Boeing is laying off roughly 3,500 workers, including 2,249 employees in the Pacific Northwest, the company announced in mid-November. The layoffs include 50 employees at Boeing’s Gresham facility, 1,160 in Everett, 339 in Renton, 235 in Seattle, 148 in Tukwila, and 136 in Auburn. At 20 other locations in Washington, nearly 300 other employees are on the layoff list. The Washington layoffs total 2,199 workers. The majority of this batch of layoffs will take effect Jan. 17, but a handful of workers will be out of work as soon as Dec. 20.
The layoffs include engineers, managers, analysts, administrative support staff, recruiters, and others. The Society of Professional Engineering Employees in Aerospace (SPEEA) said 438 members have received layoff notices, including 425 in Washington and four in Oregon. SPEEA represents roughly 17,000 Boeing workers in four states.
This batch of 3,500 layoffs is likely the first wave, with more to come. Boeing announced in October that it would lay off 17,000 employees, or 10% of its global workforce.
Besides the 2,199 in Washington and 50 in Oregon, Boeing is also laying off 692 in Missouri, 184 in Arizona, 63 in Colorado, 220 in South Carolina, and 101 in Pennsylvania.

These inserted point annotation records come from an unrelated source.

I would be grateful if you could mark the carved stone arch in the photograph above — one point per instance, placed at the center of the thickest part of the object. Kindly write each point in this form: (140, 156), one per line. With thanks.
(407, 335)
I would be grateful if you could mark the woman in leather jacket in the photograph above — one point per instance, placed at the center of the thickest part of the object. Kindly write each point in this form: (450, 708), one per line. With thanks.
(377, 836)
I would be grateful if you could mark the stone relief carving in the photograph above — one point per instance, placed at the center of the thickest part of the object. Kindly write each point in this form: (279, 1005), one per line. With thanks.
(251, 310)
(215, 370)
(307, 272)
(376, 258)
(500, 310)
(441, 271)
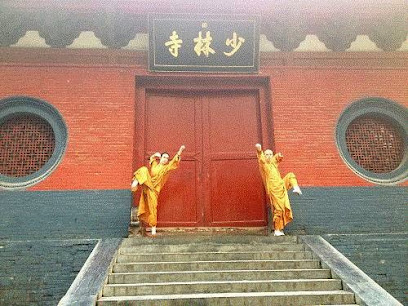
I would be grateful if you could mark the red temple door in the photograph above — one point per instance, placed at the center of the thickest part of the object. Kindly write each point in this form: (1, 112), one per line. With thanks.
(218, 182)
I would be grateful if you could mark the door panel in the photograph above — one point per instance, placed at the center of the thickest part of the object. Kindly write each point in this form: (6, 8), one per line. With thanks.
(171, 122)
(236, 191)
(237, 196)
(218, 183)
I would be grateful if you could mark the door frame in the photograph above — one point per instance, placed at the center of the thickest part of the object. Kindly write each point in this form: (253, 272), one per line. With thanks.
(198, 83)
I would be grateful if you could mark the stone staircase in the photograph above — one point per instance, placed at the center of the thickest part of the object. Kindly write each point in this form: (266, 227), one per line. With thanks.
(249, 270)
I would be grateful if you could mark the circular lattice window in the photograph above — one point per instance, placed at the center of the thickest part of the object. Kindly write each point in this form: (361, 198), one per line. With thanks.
(33, 137)
(372, 139)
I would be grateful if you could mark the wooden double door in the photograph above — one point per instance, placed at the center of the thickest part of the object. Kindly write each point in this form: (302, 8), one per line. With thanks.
(218, 182)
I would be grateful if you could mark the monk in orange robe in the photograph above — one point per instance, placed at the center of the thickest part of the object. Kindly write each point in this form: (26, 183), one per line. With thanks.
(152, 182)
(277, 188)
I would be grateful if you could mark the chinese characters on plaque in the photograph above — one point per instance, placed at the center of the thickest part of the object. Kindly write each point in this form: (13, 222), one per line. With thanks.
(203, 44)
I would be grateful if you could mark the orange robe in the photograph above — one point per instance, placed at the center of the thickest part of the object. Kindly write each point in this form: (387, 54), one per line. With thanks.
(152, 182)
(277, 189)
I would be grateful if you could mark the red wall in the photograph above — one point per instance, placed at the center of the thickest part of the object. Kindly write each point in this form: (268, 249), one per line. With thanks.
(97, 102)
(307, 103)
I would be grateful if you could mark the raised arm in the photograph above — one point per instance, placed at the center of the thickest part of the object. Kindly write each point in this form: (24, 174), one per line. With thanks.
(173, 164)
(155, 158)
(278, 157)
(259, 153)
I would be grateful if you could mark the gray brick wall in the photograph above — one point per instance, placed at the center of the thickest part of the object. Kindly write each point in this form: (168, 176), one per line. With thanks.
(383, 257)
(45, 237)
(39, 272)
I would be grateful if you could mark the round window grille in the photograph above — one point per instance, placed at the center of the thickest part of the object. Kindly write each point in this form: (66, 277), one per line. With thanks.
(372, 138)
(27, 143)
(33, 139)
(375, 144)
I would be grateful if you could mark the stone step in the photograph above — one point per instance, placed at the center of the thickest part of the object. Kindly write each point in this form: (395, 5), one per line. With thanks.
(222, 286)
(233, 275)
(184, 248)
(243, 298)
(209, 240)
(211, 256)
(216, 265)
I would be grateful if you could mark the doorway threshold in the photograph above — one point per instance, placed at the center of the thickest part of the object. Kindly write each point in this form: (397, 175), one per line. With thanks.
(203, 231)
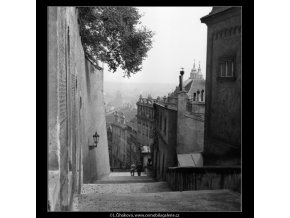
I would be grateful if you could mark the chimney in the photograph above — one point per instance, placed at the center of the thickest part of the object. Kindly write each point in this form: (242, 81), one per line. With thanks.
(116, 117)
(122, 118)
(181, 80)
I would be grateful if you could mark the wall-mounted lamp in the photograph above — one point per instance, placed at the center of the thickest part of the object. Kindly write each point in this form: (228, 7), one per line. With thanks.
(96, 137)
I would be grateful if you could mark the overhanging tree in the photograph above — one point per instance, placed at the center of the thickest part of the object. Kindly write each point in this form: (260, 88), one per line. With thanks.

Boeing CEO Kelly Ortberg told investors that the cuts were due to overstaffing. The company reported more than $6 billion in losses in the third quarter and it hasn’t had a profitable year since 2018, as safety issues and production delays have persisted.
When company leaders announced the layoff plans in October, they said machinists in Washington and Oregon wouldn’t be cut — at least initially, the Seattle Times reported. At the time, 33,000 Boeing machinists represented by the International Association of Machinists and Aerospace Workers (IAM) were on strike in the two states. IAM District W24 President Brandon Bryant said the layoffs announced in November did not include any members.
But more than 100 members of IAM District 837 in St. Louis, Missouri, are among the cuts, the Labor Tribune reported. Most of those laid off workers manufactured parts for the 777X, Boeing’s largest passenger plane, which is five years behind schedule for release.